Silent Voices - Building Up The Apathy
Sorti le: 03/06/2006
Par Jean-Philippe Haas
Label: Replica Records
Site:
La Finlande, l’autre pays du heavy metal glorieux à prétention progressive. Après Stratovarius, Nightwish, Sonata Arctica, voici ces messieurs de Silent Voices. Ce projet parallèle de Henrik Klingenberg (claviériste de Sonata Arctica) n’en est pas à son coup d’essai puisque Building Up The Apathy n’est rien de moins que leur troisième album studio. Infernal, le précédent, ayant recueilli d’élogieuses critiques, on était en droit de s’attendre à ce qu’il est convenu d’appeler un « album de la maturité » pour ce troisième essai. Il s’agit en l’occurrence plutôt de l’album de la continuité où la prise de risque est quasi-nulle.
Silent Voices, disons-le d’emblée, n’a pas davantage avec Building Up The Apathy qu’avec ses deux prédécesseurs une quelconque chance de tirer son épingle du jeu de la fourmilière des combos concurrents. Cet album aurait pu voir le jour au lendemain de la sortie d’Awake de Dream Theater. Il ne s’agit ni plus ni moins que d’un énième croisement entre metal progressif et metal symphonique. Il est même surréaliste d’associer le terme progressif à un album qui accuse une bonne décennie de retard sur les canons du genre. Tous les clichés propres à ce style sont en effet présents : riffs interprétés à la tronçonneuse, duels guitare-clavier, alternance de passages calmes et puissants, nappes de claviers atmosphériques, cassures de rythmes, titres à rallonge (entre 6 et 10 minutes), quelques refrains-hymnes, ballade obligatoire (« Hollowed »)… Le sommet ultime est atteint avec « Into The Flow », compilation de dix minutes contenant la quasi-totalité des ingrédients de tout bon ragoût de metal progressif qui se respecte. Cette accumulation de gimmicks est très rapidement soporifique. Le pire défaut de cet album – et c’est une tare particulièrement répandue chez les suiveurs – est donc de souffrir d’une totale absence de personnalité. On ne retient rien (ou pas grand-chose) des huit compositions, bien qu’elles soient loin d’être simplistes mais à force de trop vouloir en faire, nos finlandais ne parviennent qu’à produire des morceaux surchargés et patauds.
Silent Voices n’est pourtant pas un cas désespéré, de bonnes choses flottent tant bien que mal sur cet océan de conformisme, à commencer par la maîtrise instrumentale incontestable des musiciens.

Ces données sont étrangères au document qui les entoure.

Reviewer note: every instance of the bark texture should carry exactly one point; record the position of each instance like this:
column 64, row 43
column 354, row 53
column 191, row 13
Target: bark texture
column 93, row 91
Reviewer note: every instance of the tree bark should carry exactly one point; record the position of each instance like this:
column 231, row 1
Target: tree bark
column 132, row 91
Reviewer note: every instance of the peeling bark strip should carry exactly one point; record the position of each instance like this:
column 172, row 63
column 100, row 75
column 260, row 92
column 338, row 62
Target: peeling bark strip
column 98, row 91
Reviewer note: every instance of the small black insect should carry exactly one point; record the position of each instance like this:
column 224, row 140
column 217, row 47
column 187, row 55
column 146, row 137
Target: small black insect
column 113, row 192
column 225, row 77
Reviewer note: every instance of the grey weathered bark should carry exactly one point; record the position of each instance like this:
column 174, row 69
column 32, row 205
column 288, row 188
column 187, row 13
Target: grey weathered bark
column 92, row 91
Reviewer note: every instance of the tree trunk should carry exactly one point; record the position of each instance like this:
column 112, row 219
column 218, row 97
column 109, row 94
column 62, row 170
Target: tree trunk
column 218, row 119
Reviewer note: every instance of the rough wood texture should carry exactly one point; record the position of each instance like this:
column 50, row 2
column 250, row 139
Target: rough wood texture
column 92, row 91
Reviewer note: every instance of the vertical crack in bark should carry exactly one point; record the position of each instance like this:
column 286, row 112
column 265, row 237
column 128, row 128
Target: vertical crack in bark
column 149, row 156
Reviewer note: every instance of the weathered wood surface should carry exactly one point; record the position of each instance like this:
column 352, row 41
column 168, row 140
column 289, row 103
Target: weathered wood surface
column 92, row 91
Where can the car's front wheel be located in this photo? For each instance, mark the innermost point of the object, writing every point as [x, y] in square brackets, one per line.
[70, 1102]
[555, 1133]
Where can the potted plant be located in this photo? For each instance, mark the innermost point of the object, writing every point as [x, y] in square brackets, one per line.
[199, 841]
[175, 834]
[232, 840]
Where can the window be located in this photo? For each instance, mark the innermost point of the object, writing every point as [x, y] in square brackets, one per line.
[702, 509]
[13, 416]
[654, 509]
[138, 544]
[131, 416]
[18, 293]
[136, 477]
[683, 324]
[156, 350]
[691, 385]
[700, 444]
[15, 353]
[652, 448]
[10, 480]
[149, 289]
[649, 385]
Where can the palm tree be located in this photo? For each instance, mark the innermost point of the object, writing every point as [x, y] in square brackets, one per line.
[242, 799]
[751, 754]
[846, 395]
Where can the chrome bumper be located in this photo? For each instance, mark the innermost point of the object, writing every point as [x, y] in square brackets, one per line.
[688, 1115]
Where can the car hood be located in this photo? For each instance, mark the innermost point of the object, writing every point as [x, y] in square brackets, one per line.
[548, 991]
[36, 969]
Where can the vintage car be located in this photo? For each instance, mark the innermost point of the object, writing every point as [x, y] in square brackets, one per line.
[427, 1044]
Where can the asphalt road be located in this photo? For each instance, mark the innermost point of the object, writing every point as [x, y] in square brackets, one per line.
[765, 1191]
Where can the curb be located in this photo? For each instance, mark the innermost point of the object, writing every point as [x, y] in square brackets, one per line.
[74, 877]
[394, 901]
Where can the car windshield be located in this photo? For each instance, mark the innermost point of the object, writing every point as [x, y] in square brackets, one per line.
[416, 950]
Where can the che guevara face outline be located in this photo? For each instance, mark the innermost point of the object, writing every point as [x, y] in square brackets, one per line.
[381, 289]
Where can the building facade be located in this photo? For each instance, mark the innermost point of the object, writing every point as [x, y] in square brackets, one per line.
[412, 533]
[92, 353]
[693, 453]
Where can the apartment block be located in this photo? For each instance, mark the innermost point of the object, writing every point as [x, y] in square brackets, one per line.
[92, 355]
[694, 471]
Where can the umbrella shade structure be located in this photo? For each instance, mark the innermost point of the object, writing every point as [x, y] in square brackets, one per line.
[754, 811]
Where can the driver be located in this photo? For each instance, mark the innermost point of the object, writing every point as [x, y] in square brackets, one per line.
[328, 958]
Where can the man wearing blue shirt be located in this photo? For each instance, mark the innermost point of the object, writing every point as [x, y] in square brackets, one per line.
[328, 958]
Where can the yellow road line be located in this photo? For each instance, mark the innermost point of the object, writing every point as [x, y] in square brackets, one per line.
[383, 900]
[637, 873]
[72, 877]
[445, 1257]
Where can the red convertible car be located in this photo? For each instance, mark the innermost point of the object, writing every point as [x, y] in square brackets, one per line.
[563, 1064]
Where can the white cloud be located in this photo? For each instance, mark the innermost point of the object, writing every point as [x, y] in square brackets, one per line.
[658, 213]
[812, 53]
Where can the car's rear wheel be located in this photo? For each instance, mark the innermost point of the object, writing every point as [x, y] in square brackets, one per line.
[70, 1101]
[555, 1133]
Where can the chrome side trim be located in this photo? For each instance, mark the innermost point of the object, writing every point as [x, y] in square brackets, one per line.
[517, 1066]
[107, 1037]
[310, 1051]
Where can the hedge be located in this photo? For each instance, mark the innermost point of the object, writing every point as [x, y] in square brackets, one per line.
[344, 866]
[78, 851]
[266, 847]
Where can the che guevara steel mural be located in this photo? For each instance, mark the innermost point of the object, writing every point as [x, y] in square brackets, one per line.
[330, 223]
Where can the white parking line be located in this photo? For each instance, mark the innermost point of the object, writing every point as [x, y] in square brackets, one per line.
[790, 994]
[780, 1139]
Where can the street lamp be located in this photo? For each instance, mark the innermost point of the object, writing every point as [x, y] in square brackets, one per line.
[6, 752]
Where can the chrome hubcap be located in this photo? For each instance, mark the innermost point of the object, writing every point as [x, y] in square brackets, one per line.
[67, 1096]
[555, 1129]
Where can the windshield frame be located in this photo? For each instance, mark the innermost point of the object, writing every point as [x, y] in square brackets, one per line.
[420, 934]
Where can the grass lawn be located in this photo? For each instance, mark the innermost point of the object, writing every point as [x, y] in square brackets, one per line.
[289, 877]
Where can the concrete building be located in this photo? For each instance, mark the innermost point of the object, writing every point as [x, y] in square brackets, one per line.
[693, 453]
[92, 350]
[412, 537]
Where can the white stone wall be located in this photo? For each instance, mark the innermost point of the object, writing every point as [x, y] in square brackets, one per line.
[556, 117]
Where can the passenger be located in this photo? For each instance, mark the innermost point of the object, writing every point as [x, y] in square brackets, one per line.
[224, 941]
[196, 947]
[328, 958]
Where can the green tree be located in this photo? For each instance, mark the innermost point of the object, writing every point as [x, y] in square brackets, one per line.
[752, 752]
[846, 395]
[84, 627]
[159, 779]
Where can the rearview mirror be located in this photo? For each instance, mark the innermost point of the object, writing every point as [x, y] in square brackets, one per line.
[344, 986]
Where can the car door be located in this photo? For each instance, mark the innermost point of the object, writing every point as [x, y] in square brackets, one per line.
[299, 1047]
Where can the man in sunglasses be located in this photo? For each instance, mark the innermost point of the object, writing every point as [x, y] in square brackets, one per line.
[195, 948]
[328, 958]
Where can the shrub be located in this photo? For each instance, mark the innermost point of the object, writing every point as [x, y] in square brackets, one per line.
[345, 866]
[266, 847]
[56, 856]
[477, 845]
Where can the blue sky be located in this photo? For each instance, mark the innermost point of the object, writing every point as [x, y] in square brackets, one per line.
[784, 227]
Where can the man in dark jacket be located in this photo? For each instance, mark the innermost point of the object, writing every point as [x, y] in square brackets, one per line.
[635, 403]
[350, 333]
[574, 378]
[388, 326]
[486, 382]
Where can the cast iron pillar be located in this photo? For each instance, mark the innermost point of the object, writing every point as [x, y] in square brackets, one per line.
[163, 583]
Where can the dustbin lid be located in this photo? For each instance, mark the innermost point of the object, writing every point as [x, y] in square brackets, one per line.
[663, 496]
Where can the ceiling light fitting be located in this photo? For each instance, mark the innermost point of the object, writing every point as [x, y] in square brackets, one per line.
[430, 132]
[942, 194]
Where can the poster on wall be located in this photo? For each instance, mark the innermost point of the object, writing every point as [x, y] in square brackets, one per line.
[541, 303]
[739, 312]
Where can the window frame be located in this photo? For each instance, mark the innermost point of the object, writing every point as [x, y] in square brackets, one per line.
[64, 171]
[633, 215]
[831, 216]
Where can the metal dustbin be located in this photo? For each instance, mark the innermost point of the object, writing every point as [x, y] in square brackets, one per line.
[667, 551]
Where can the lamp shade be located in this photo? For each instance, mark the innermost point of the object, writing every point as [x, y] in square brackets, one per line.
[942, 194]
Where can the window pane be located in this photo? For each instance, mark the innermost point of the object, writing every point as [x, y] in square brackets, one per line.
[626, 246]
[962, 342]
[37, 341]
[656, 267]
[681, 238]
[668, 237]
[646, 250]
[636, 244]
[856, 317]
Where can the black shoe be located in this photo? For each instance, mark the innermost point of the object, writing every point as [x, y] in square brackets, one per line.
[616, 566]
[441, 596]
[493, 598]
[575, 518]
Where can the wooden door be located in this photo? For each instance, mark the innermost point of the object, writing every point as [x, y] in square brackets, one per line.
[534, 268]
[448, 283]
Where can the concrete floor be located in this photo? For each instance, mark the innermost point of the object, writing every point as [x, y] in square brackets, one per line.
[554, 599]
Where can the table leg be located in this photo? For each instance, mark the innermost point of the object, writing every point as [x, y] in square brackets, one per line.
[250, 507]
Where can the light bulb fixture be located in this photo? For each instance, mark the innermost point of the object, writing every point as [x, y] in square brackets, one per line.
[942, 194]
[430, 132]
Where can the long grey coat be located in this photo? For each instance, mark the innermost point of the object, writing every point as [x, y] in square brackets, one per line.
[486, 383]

Une vague tentative dans la recherche de sonorités moins convenues peut également être soulignée (Grand jeu-concours printanier : un piano jazzy s’est timidement glissé dans l’une des compositions. A vous de le retrouver !). Côté chant, on évite l’archétype des chanteurs scandinaves évoluant dans cette catégorie : chant « lyrique » haut perché, maniérisme, accent à couper au couteau. Michael Henneken, dont le timbre est proche de celui d’Andy Kuntz (Vanden Plas), s’en sort fort honorablement, évitant la plupart du temps les ultrasons. Par ailleurs, tout cela est fort bien produit. Mais il ne s’agit que d’emballage. Et c’est là que réside le paradoxe de ce genre de groupes : talentueux, très professionnels, mais sans originalité. Silent Voices n’est pour le moment pas autre chose qu’un ersatz de Dream Theater à la sauce nordique.